Evaluating Convolutional Autoencoders for Anomaly Detection on Space-Filling Curve-Transformed Control Flow Data
Article
Gangwani, P, Perez-Pons, A, Alvarez, G et al. (2026). Evaluating Convolutional Autoencoders for Anomaly Detection on Space-Filling Curve-Transformed Control Flow Data
. IEEE Access, 14 4292-4304. 10.1109/ACCESS.2026.3651178
Gangwani, P, Perez-Pons, A, Alvarez, G et al. (2026). Evaluating Convolutional Autoencoders for Anomaly Detection on Space-Filling Curve-Transformed Control Flow Data
. IEEE Access, 14 4292-4304. 10.1109/ACCESS.2026.3651178
Gangwani, P; Perez-Pons, A; Alvarez, G; De La Cruz, S
Gangwani, Pranav; Perez-Pons, Alexander; Alvarez, Gabriel; De La Cruz, Sebastian
abstract
Microcontrollers are increasingly targeted by cyber threats, requiring robust and adaptive security mechanisms.

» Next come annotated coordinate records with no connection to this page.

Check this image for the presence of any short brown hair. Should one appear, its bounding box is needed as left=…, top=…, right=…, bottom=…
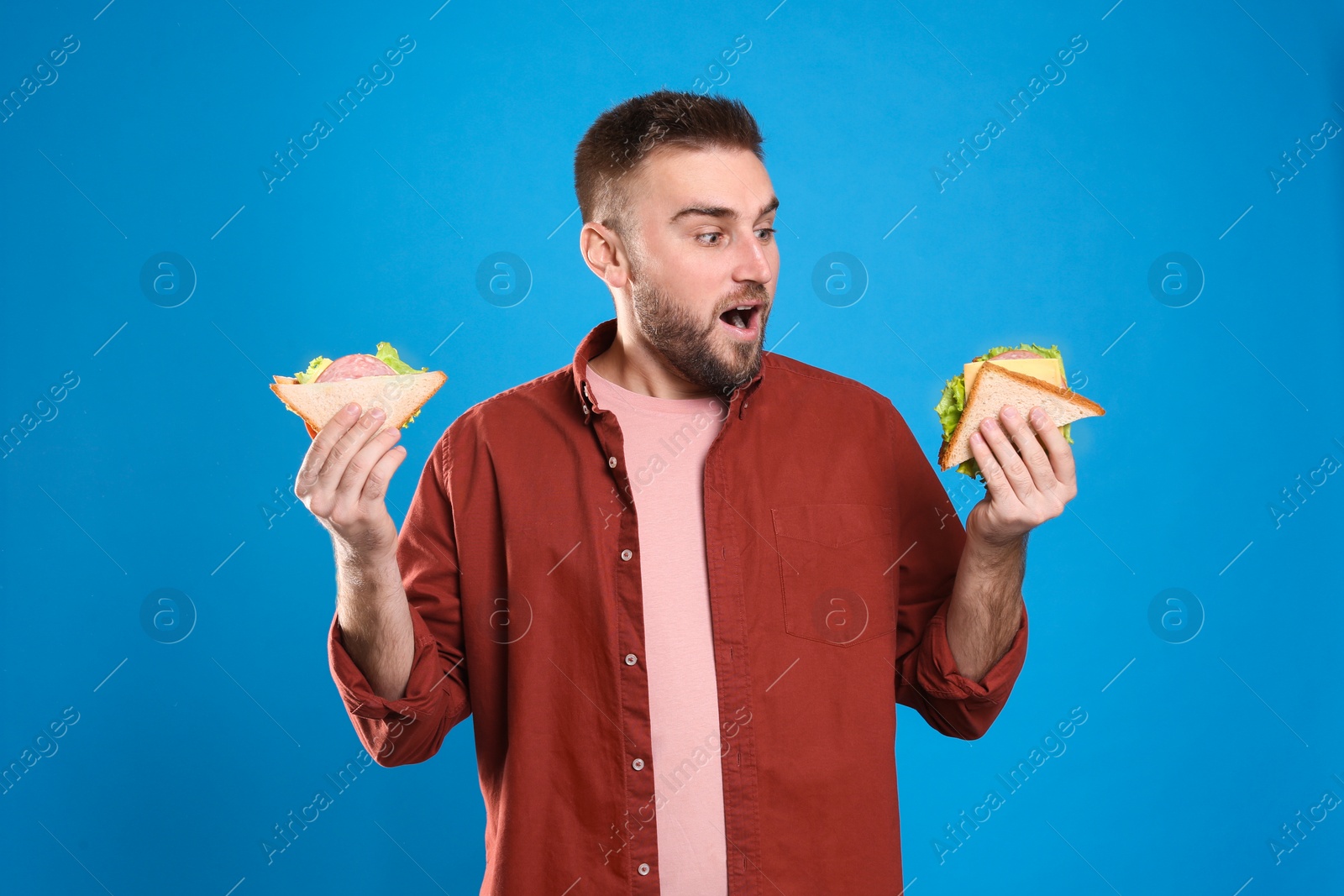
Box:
left=574, top=90, right=764, bottom=238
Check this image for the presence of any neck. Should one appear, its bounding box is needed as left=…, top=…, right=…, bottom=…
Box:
left=587, top=317, right=715, bottom=399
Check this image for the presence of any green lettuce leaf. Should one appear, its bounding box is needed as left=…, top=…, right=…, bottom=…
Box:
left=932, top=343, right=1074, bottom=482
left=294, top=354, right=332, bottom=383
left=374, top=343, right=428, bottom=374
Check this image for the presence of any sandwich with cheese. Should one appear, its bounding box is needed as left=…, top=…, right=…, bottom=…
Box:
left=270, top=343, right=448, bottom=437
left=934, top=343, right=1106, bottom=477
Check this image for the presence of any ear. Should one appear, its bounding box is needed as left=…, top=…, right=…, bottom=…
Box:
left=580, top=220, right=630, bottom=291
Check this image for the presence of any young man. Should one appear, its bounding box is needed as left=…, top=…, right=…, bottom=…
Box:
left=296, top=90, right=1077, bottom=896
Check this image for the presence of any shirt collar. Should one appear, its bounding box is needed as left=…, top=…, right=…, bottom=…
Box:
left=571, top=317, right=769, bottom=423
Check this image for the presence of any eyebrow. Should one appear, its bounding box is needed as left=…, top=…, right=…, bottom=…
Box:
left=669, top=196, right=780, bottom=223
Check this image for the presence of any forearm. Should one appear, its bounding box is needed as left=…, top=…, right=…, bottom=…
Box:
left=336, top=547, right=415, bottom=700
left=948, top=529, right=1026, bottom=681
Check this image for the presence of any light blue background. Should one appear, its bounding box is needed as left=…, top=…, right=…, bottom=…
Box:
left=0, top=0, right=1344, bottom=896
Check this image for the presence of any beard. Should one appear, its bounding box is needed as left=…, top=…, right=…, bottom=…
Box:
left=630, top=273, right=770, bottom=398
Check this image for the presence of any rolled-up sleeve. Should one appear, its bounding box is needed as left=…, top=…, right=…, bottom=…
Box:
left=891, top=408, right=1026, bottom=740
left=327, top=434, right=470, bottom=766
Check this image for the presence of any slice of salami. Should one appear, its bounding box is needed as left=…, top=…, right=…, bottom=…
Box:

This work presents a novel anomaly detection pipeline that transforms microcontroller program control-flow data into Hilbert space-filling curve images, leveraging Convolutional Autoencoders (CAEs) to detect threats. We test this method against two distinct cyberattack scenarios: (1) a function-level attack (a Kalman filter application injected with malicious functions) and (2) a subtle, instruction-level attack (a CRC32 application injected with a single malicious instruction in a benign loop). Our models, trained exclusively on benign program traces, achieved exceptional results. The deep CAE model (M2a) successfully detected the large-scale Kalman attack with a 99.3% F1-Score and, more significantly, the minimal-footprint CRC32 attack with a 99.7% F1-Score. These results are then benchmarked against traditional models (One-class SVM, Isolation Forest, LOF), which performed poorly on the first attack (F1-Scores < 0.74) and failed completely on the second (F1-Scores < 0.61). This demonstrates that our methodology is highly sensitive, capable of identifying not only overt malicious code but also the subtle, instruction-level changes characteristic of sophisticated attacks that raw-trace analysis misses, and demonstrating the feasibility of this method for improving embedded system security, paving the way for further advancements in intelligent threat detection.